Orientia tsutsugamushi, a bacterial species originally named Rickettsia tsutsugamushi, adds complexity to the typhus terminology because the disease it causes is termed scrub typhus. This change in name of the bacteria occurred because the bacteria were found to be genetically distinct enough to be termed a separate genus named Orientia. Also, scrub typhus is transmitted, in general, by a different vector: mites or "chiggers".
Scrub typhus is found mainly in Asia and Australia. Many investigators consider scrub typhus as a different disease, in terms of the bacterial agent, vector, and localization, that is only remotely related to the two major types of typhus seen worldwide (endemic and epidemic typhus). For additional details about scrub typhus, we refer the reader to the last reference in the additional information section.
There are two other aspects readers may discover about these interesting Rickettsia bacteria. First, recent research has implicated that intracellular structures that produce energy for all animal cells, termed mitochondria, arose from primitive ancestors of Rickettsia bacteria. Genetic studies show that the many DNA sequences in Rickettsia bacteria are more closely related to the DNA sequences found in mitochondria than to DNA found in other bacterial genera.
The other aspect is disturbing because Rickettsia (mainly R. prowazekii) have been studied and found to be possible agents for biological warfare since the bacteria can artificially be spread by aerosol. However, highly skilled personnel and technical expertise is required to develop these organisms into a weapon and, because the diseases caused by these organisms are treatable with antibiotics, some experts suggest that the organisms will not be developed beyond lab experimentation in most countries.

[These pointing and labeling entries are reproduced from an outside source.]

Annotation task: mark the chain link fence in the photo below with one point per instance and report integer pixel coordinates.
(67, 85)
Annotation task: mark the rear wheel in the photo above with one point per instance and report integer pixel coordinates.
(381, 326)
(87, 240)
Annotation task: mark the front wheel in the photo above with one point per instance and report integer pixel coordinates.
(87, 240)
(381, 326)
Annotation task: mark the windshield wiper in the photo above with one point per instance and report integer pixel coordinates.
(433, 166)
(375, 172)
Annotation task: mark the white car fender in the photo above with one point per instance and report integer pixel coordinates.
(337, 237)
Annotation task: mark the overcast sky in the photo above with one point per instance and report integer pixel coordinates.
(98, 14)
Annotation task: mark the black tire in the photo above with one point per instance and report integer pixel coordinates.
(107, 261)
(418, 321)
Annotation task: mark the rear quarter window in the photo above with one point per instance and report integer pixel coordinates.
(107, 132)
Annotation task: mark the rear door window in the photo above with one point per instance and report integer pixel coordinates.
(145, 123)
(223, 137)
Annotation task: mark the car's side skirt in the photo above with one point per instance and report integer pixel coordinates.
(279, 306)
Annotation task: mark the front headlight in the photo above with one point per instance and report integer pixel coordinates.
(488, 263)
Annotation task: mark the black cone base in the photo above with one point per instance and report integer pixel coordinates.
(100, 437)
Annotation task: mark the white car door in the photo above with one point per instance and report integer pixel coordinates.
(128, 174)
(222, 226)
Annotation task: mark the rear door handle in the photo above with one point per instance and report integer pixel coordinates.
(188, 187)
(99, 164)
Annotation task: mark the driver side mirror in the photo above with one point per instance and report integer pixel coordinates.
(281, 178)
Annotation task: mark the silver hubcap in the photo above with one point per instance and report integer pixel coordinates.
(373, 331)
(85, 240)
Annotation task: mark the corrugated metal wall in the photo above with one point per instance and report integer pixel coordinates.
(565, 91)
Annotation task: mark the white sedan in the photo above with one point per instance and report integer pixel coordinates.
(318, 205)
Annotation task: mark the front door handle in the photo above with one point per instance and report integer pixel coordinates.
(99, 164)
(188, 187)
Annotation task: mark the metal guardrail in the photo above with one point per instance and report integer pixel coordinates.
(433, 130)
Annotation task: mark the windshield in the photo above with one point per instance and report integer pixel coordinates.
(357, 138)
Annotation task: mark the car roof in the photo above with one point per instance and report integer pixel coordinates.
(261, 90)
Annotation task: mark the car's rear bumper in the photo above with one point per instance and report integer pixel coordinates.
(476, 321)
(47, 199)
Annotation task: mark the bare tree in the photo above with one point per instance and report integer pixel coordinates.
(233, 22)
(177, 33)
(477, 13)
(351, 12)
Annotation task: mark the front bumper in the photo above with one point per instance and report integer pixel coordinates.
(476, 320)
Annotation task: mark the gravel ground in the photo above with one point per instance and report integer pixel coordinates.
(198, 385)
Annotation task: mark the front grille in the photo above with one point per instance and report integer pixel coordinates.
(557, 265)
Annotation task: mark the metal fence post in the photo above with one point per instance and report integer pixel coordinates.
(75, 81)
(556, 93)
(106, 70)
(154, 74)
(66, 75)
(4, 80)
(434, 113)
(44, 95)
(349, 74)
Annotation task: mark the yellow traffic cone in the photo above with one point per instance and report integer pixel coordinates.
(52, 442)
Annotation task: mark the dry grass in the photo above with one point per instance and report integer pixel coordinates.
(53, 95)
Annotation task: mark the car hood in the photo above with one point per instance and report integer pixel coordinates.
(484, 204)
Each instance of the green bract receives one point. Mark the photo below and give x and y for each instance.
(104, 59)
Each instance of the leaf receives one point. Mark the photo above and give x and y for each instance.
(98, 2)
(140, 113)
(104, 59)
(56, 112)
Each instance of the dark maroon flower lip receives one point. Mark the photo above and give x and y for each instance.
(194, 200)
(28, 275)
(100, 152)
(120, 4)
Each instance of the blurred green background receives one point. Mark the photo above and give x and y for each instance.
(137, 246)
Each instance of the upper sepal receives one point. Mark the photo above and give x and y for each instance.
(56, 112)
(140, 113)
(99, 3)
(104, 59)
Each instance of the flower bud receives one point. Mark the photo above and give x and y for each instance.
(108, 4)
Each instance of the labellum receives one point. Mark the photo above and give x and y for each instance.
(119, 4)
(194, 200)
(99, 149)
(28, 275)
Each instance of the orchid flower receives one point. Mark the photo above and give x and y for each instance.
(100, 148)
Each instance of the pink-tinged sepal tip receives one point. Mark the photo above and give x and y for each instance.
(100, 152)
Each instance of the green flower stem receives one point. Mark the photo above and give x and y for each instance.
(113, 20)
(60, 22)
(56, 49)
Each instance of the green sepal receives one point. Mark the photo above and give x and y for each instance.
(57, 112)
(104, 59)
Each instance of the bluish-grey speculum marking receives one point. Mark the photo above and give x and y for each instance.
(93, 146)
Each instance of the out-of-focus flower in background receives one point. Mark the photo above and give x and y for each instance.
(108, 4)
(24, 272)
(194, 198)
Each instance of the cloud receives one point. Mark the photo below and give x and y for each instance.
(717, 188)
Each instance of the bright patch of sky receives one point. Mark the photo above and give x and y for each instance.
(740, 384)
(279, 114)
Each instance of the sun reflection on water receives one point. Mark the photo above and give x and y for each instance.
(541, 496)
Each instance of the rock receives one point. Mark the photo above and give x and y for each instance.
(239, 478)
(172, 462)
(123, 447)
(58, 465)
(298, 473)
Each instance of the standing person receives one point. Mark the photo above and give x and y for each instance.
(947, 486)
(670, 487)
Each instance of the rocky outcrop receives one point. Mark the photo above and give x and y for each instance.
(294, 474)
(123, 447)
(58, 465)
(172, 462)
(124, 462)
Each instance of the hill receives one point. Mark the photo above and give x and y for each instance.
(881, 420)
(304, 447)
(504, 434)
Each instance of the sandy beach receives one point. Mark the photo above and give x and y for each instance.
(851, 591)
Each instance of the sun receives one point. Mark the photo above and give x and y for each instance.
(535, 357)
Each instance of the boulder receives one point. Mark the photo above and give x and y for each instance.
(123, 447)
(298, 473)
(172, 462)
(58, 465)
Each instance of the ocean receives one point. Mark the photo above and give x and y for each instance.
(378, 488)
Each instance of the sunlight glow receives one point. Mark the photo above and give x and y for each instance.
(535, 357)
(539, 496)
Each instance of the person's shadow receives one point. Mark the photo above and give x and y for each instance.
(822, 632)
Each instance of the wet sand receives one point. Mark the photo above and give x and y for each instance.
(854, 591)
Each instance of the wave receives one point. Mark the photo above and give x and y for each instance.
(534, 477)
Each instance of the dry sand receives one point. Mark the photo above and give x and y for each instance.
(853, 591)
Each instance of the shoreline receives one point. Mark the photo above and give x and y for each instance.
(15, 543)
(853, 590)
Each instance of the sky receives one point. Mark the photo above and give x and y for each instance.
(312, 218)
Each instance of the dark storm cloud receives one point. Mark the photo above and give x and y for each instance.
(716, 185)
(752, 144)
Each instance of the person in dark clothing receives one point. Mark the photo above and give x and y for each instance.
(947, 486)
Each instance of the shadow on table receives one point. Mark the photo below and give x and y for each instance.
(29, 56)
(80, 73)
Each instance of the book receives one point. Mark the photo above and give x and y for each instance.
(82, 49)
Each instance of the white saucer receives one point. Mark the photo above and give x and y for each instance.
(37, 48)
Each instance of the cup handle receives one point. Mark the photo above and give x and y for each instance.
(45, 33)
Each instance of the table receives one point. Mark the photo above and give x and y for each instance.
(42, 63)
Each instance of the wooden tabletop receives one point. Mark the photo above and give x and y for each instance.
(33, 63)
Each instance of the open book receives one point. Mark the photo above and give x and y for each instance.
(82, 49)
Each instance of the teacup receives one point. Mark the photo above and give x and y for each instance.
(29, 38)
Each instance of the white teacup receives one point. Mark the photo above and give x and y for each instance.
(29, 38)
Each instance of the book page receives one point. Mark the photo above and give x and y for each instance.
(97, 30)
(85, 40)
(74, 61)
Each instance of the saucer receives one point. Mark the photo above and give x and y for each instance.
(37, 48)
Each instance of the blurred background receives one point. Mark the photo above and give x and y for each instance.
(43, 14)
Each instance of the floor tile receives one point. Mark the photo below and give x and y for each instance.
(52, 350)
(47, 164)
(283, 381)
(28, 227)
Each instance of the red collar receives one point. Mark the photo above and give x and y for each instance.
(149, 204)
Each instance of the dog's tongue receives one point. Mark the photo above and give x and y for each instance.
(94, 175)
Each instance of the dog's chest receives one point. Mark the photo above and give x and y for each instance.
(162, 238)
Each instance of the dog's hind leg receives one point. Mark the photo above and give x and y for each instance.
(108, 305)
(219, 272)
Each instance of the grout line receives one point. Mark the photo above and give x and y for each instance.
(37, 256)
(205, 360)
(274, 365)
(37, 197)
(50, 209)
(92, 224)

What is the treatment for typhus?
Antibiotic therapy is recommended for both endemic and epidemic typhus infections because early treatment with antibiotics (for example, azithromycin, doxycycline, tetracycline, or chloramphenicol) can cure most people infected with the bacteria. Consultation with an infectious-disease expert is advised especially if epidemic typhus or typhus in pregnant females is diagnosed. Delays in treatment may allow renal, lung, or nervous system problems to develop. Some patients, especially the elderly, may die.
How is typhus diagnosed?
The diagnosis is based on the patient's clinical history, physical exam, and tests based on identification of the bacterial genus and species by PCR testing of skin biopsy of skin rash, skin lesions, or blood samples or by immunohistological staining that identifies the bacteria within infected tissue (skin tissue, usually).
It can also be diagnosed, usually late or after the disease has been treated with antibiotics, when significant titers of antirickettsial antibodies are detected by immunological techniques. Although some state labs may do these tests, the CDC should be contacted for testing questions and be given information if there is an outbreak of epidemic typhus. These tests help distinguish between epidemic and endemic typhus, anthrax, and other viral diseases.
What is the prognosis of typhus?
Early diagnosis and appropriate treatment yield an excellent prognosis for almost all patients with any of the types of typhus. Delayed or undiagnosed or untreated typhus has a less promising prognosis, but the prognosis is related to the type.
For example, untreated endemic typhus has a death rate under 2% of patients, but untreated epidemic typhus has a death rate that ranges from about 10%-60% of infected patients, with those over 60 years of age having the highest death rates. Even if the patient does not die, complications that may reduce the prognosis in endemic and epidemic typhus to fair or poor are renal insufficiency, pneumonia, and central nervous system problems.